In terms of topics needing less discussion, ESG (cited by 37% of respondents, up from 28% in 2023) and DE&I (37% up from 23%) tied for first place, experiencing sizeable increases from last year. A new response, “None,” ranked third at 27%. Notable changes compared to 2023 are: activism, cited by 26% as needing less time, compared to 32% last year, and strategy/performance, cited by only 11% of respondents compared to 23% last year.
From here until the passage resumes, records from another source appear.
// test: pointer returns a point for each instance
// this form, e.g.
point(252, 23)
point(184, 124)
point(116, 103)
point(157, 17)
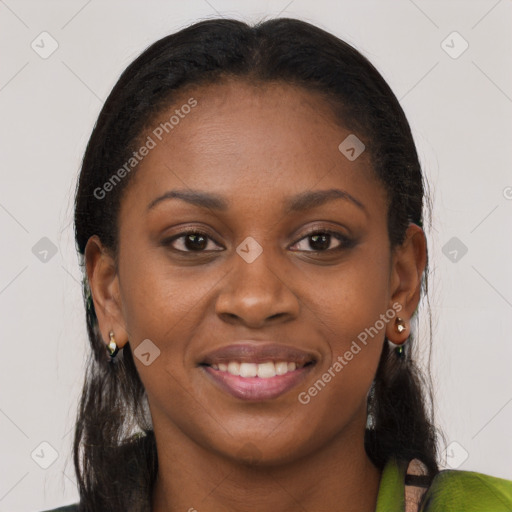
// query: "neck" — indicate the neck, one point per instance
point(338, 477)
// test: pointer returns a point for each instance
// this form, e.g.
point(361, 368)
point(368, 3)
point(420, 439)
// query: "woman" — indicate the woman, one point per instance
point(249, 213)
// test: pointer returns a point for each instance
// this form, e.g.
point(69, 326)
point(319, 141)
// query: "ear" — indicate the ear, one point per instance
point(104, 285)
point(407, 266)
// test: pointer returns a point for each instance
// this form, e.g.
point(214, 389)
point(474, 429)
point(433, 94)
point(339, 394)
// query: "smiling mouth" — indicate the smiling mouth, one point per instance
point(265, 370)
point(257, 382)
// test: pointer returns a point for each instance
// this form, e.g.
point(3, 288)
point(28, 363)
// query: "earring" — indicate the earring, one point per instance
point(112, 347)
point(400, 327)
point(400, 324)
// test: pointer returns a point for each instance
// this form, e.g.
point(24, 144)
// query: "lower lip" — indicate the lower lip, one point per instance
point(256, 388)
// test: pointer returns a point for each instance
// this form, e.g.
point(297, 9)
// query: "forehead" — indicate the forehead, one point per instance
point(242, 139)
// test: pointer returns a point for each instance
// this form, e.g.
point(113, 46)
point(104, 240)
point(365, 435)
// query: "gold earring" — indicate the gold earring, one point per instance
point(400, 324)
point(112, 347)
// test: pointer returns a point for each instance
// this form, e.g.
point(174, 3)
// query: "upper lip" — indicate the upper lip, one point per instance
point(260, 352)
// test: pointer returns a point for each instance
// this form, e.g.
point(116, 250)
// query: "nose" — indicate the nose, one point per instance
point(257, 293)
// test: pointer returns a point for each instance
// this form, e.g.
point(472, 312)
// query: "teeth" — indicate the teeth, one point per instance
point(263, 370)
point(234, 368)
point(248, 370)
point(281, 368)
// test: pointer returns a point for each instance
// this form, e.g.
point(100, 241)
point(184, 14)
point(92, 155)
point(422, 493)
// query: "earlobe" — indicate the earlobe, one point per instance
point(408, 264)
point(104, 286)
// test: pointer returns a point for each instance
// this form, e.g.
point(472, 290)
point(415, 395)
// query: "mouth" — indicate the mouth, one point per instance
point(257, 372)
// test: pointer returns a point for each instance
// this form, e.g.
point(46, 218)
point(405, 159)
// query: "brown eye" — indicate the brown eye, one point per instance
point(190, 241)
point(321, 241)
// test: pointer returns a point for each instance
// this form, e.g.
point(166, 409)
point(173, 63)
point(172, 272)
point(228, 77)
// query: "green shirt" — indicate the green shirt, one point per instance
point(450, 491)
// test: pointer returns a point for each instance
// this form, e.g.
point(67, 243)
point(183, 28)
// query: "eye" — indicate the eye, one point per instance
point(193, 241)
point(321, 240)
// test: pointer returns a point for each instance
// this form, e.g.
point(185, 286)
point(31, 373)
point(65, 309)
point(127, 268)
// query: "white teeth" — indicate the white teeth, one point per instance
point(281, 368)
point(265, 370)
point(234, 367)
point(248, 370)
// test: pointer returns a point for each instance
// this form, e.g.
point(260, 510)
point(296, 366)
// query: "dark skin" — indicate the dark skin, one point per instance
point(256, 147)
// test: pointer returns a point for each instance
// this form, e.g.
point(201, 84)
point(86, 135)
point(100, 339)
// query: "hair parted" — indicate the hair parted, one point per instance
point(115, 468)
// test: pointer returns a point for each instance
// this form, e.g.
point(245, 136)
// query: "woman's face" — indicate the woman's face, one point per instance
point(255, 287)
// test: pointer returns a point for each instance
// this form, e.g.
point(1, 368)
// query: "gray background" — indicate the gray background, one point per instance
point(460, 113)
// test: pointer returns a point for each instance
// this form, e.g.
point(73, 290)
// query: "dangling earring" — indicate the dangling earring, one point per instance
point(112, 347)
point(400, 327)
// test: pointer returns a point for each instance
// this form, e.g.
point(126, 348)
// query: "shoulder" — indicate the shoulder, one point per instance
point(468, 491)
point(67, 508)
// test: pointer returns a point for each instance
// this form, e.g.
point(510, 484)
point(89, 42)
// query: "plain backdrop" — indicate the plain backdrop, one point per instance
point(458, 101)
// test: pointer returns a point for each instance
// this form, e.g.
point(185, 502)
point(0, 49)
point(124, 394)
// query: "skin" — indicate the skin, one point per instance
point(256, 146)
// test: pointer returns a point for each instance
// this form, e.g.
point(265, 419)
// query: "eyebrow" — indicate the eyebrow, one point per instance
point(304, 201)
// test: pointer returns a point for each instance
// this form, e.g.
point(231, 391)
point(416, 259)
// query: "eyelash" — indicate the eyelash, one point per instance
point(345, 242)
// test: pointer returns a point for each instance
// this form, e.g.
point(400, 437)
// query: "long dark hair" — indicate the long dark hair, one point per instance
point(114, 451)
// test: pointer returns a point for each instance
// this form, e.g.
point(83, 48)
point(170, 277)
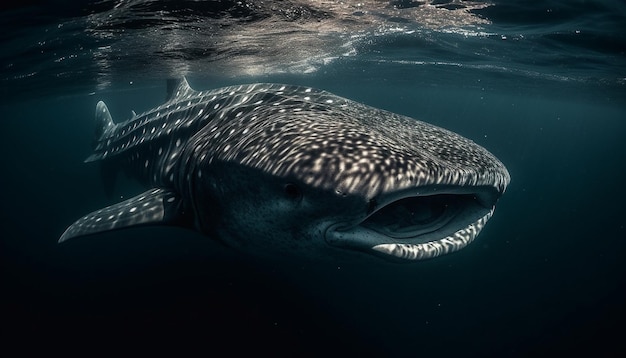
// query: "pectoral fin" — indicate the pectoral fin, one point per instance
point(156, 207)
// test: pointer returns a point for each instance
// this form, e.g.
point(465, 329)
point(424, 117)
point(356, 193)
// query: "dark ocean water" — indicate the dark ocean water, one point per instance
point(541, 84)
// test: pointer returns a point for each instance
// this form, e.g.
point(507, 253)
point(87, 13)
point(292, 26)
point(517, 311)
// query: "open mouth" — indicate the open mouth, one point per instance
point(416, 227)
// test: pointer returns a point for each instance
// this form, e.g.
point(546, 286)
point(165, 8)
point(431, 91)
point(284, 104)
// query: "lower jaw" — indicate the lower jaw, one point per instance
point(407, 250)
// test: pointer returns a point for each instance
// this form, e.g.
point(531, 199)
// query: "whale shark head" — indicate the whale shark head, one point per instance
point(288, 170)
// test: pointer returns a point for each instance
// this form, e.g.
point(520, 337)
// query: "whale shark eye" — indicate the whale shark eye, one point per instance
point(292, 191)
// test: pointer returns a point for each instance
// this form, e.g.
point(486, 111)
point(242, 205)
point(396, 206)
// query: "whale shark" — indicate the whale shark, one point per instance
point(285, 170)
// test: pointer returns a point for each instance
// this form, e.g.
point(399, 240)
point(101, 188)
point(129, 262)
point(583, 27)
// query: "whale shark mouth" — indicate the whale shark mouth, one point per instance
point(417, 227)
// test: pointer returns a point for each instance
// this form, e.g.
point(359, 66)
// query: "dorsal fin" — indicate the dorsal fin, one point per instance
point(104, 122)
point(177, 87)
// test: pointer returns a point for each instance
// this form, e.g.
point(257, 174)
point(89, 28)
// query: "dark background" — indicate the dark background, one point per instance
point(541, 87)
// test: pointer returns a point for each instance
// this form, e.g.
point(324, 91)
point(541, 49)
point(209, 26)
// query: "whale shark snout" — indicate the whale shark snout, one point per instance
point(289, 170)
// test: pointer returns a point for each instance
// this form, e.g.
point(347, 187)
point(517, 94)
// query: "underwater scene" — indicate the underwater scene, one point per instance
point(433, 178)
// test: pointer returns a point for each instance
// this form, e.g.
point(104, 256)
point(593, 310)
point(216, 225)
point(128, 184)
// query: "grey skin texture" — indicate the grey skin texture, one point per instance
point(285, 170)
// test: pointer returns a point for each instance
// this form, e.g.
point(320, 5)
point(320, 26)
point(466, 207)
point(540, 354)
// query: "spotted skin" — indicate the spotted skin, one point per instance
point(356, 157)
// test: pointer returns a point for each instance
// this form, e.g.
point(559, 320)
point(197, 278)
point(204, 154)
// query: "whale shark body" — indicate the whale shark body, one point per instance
point(289, 170)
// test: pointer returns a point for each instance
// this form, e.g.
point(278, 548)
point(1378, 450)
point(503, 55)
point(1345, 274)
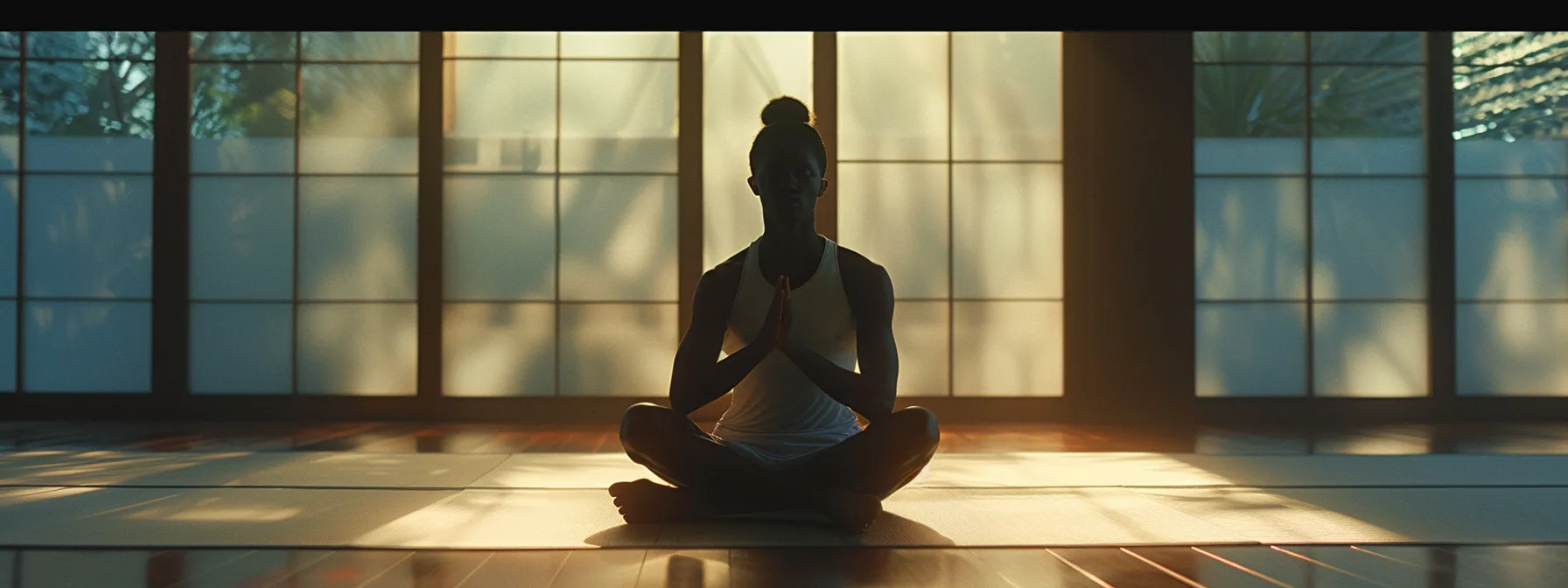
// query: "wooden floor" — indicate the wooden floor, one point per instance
point(859, 566)
point(410, 438)
point(1515, 566)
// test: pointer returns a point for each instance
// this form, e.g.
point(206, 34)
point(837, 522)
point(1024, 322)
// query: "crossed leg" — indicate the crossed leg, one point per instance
point(845, 482)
Top 5 areas needing more discussion time
Top 5 areas needing less discussion time

Directors offer suggestions for better using time in board meetings

Nearly three-quarters (74%) of surveyed directors said they have enough time in board meetings to cover pertinent topics. And 81% said they have enough time for executive sessions.

Despite these numbers, many respondents indicated that they believed that directors’ time at meetings could be optimized. An open-field question in our survey about time for executive sessions received more than 100 responses with recommendations for optimizing board meetings and executive sessions. These responses can be grouped into three distinct categories of suggestions to optimize board meetings: more time allocated for executive sessions, enough time for the right issues, and a preference for discussions over presentations. Below we look at these categories in depth:

  • Properly allocate time for executive sessions. Several respondents said that executive sessions are often either given too little space on the agenda, or time runs out in the middle of a robust discussion. “We always seem to get to the real meaty issues during exec session which is given a minor slot on the agenda,” one director wrote. “And with many traveling directors, time pressure and flight schedules come in to play. We need to allocate sufficient time — if not at the board meeting then immediately after — to really dig into the most important topics.” Holding executive sessions at both the start and end of board meetings, with the time appropriately allocated and safeguarded, was noted as a best practice.
  • Offer the right amount of time for the right issues. Some respondents said meeting schedules did not always give enough time to the most important topics, resulting in time wasted on issues of lesser importance and big issues under-discussed. One respondent suggested more two-day board meetings to enable more board discussion. Another said, “We need more coordination on discussion topics before the actual session begins. We need to prioritize which issues to discuss instead of squandering precious time.” Executive sessions at the start of board meetings can help boards work with the CEO to identify key issues and manage time for the rest of the meeting.
  • Limit presentations; prioritize discussions. Several respondents noted how management presentations take up huge portions of the time. Even those intended to be “information-only” can consume more time than expected as board members ask questions, and precious time is spent on topics that don’t necessarily need board attention. One respondent suggested that sharing more management presentations several days before the meeting. “The executive team needs to think more carefully about the board agenda and not overloading it with topics that require lengthy discussions.”
Time to cover key topics at board meetings

1 Overall, 1,205 directors took the survey; this article looks at data from the U.S.-based respondents.

2 “Board work” includes attending board/committee meetings, traveling to/from meetings, connecting with management and other directors outside of formal meetings, and preparing for meetings (pre-work/pre-reads).